Public-sector pay restraint was felt across wider sectors, the postal workers had failed in an industrial dispute the year before, but such was the working-class culture of trade union solidarity that the miners received support from engineers, railway and power station workers, from trades council and student union activists.

Labour MPs too, from socialists to social democrats, offered them support in Parliament.

In the years before the strike, the mining industry saw a reduction in pits from 550 to around 300, and a workforce that fell from 400,000 to 250,000.

“Stoppages” in the coal industry had fallen from 1,666 in 1960, to 221 in 1968 and during that time, miners’ pay fell below the national average.

The strike, which lasted six weeks, demonstrated an escalation of militancy in the miners’ trade union, and resulted in the government’s declaration of a state of emergency, the introduction of a “three-day week” due to power shortages, and the threat of significant unemployment in other sectors, but ultimately secured a pay increase of around 27 per cent. 

The political culture in which the strike took place was markedly different to today.

There was widespread support for the action among the general public.

The Labour front bench was committed to resolving the dispute in the interests of the miners.

And the deployment of a range of campaigning tactics, from flying pickets, to shut downs of workplaces outside of the coalmining sector, such as power stations, the solidarity actions of other trade unions, all while continuing negotiations with the employer, are worth understanding.

In the first parliamentary debate on the strike, Labour’s spokesperson, Harold Lever, said: “This coal strike must be seen as part of general policy which cannot be acceptable to us.

“It is a policy of selective pressure on the public sector,” and on the miners in particular, he said: “Their status has gone. Their average wages have declined in relation to other people’s.

“Over the last four years, even on averages, there has been a loss of real wages to the miners. Over a few months, if the offer had been accepted, their wages might have kept up with the recent changes in prices, but over four years the miners have not only watched a relative decline in their status but an actual decline in their real standards of life.”

Wrapping up, he declared: “It is my privilege on behalf of my party to pledge that we will not stand idly by and that we stand solidly behind the miners in their sense of grievance and intend, as we believe the whole of the trade union movement intends, to support them in their efforts to secure justice.

“In doing so we will be giving expression to the deepest wishes of the great majority of forward-looking people in this country irrespective of party.”

Three days into the action, the Guardian reported plans for a “24-hour continuous picket of power stations, docks and coal stocks.” 

The same story reported “the first signs that other unions are beginning to help the miners appeared yesterday,” when dockers and railway workers pledged to prevent the transport of other coal supplies, while “other unions to pledge support are the woodworkers, the public employees, the shop workers, the Civil Service union.”

A month later, Labour moved a motion to condemn the government’s role in the strike and the imposition of “their own rigid wage ceiling.” 

On February 9, the government sought to increase pressure on the miners by announcing a state of emergency.

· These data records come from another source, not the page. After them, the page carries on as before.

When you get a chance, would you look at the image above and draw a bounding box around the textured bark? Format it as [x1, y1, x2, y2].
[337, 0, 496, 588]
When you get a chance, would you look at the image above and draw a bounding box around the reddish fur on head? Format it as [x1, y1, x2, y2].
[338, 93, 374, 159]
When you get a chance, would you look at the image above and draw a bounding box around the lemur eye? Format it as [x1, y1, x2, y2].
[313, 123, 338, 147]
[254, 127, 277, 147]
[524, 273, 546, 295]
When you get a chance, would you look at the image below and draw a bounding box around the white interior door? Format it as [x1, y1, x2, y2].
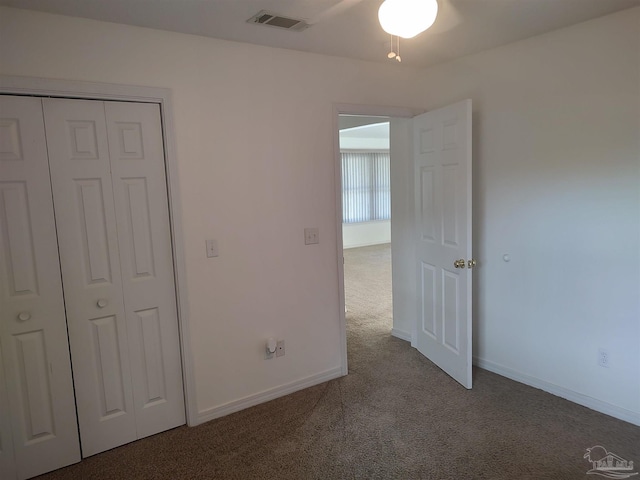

The Conservative prime minister Ted Heath announced: “A great part of British industry will be on half time. Millions of men and women will be put out of work as their factories close down. Some jobs will be permanently at risk.” 

Employers in the steel and car-making factories began announcing significant lay-offs as a result of the reduction of electricity use.

In the debate on the emergency powers, Shirley Williams spoke for Labour in saying: “It is clear that Britain faces the most serious industrial crisis since the war … We believe that the government’s obstinacy, incompetence and incredible complacency have done a great deal to create that emergency.

“It is an emergency which should never have happened. It is an emergency of the government’s own making. That is why we shall vote against the emergency regulations tonight.”

The state of emergency, the three-day week power measures, and threats made regarding mass unemployment demonstrated the Conservative commitment to maintaining pay restraint and the threats to livelihoods they were prepared to make in facing down working-class campaigners for better living standards. 

The miners deployed a range of tactics. Alongside picketing their collieries to prevent use of non-unionised labour, they picketed other workplaces involved in power supply to pressure the government.

By February 12, the media reported that eight power stations were shut down and 69 had cut back output. 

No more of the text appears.